The writings of the last years of Jefferies' short life show the length of his spiritual journey from the hunter to the mystically-minded interpreter of nature.
The Open Airhas always been one of the most popular of the works of Richard Jefferies. "Nowhere else," says Mr. C. Henry Warren, "can you renew in quite the same degree a near, almost personal contact with a man whom to know is emphatically to love." In it his gifts are displayed in their fullest maturity–it was published in 1885, just before the onset of his last illness. Its contents range from those scrupulous observations of nature on which his reputation has chiefly rested, to brilliant if sometimes uneven reporting of the scene and social life of the country round London and the South Coast watering places, and those realistic studies of the English countryman of which Warren says, "I believe the time is coming when Jefferies, the interpreter of the countryman, will even be preferred to Jefferies, the interpreter of the countryside".
The following extract was taken at random.

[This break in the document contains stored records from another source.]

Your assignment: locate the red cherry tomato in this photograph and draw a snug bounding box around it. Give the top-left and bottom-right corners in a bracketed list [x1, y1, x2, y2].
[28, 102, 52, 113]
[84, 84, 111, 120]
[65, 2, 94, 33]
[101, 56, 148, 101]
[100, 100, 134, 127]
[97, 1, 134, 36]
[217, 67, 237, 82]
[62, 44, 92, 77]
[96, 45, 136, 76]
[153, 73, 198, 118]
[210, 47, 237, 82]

How fond Nature is of spot-markings!–the wings of butterflies, the feathers of birds, the surface of eggs, the leaves and petals of plants are constantly spotted; so, too, fish–as trout. From the wing of the butterfly I looked involuntarily at the foxglove I had just gathered; inside, the bells were thickly spotted–dots and dustings that might have been transferred to a butterfly's wing. The spotted meadow-orchis ; the brown dots on the cowslips; brown, black, greenish, reddish dots and spots and dustings on the eggs of the finches, the whitethroats, and so many others–some of the spots seem as if they had been splashed on and had run into short streaks, some mottled, some gathered together at the end; all spots, dots, dustings of minute specks, mottlings, and irregular markings. The histories, the stories, the library of knowledge contained in those signs! It was thought a wonderful thing when at last the strange inscriptions of Assyria were read, made of nail- headed characters whose sound was lost; it was thought a triumph when the yet older hieroglyphics of Egypt were compelled to give up their messages, and the world hoped that we should know the secrets of life. That hope was disappointed; there was nothing in the records but superstition and useless ritual.
But here we go back to the beginning; the antiquity of Egypt is nothing to the age of these signs–they date from unfathomable time. In them the sun has written his commands, and the wind inscribed deep thought. They were before superstition began; they were composed in the old, old world, when the Immortals walked on earth. They have been handed down thousands upon thousands of years to tell us that to-day we are still in the presence of the heavenly visitants, if only we will give up the soul to these pure influences. The language in which they are written has no alphabet, and cannot be reduced to order. It can only be understood by the heart and spirit. Look down into this foxglove bell and you will know that; look long and lovingly at this blue butterfly's underwing, and a feeling will rise to your consciousness.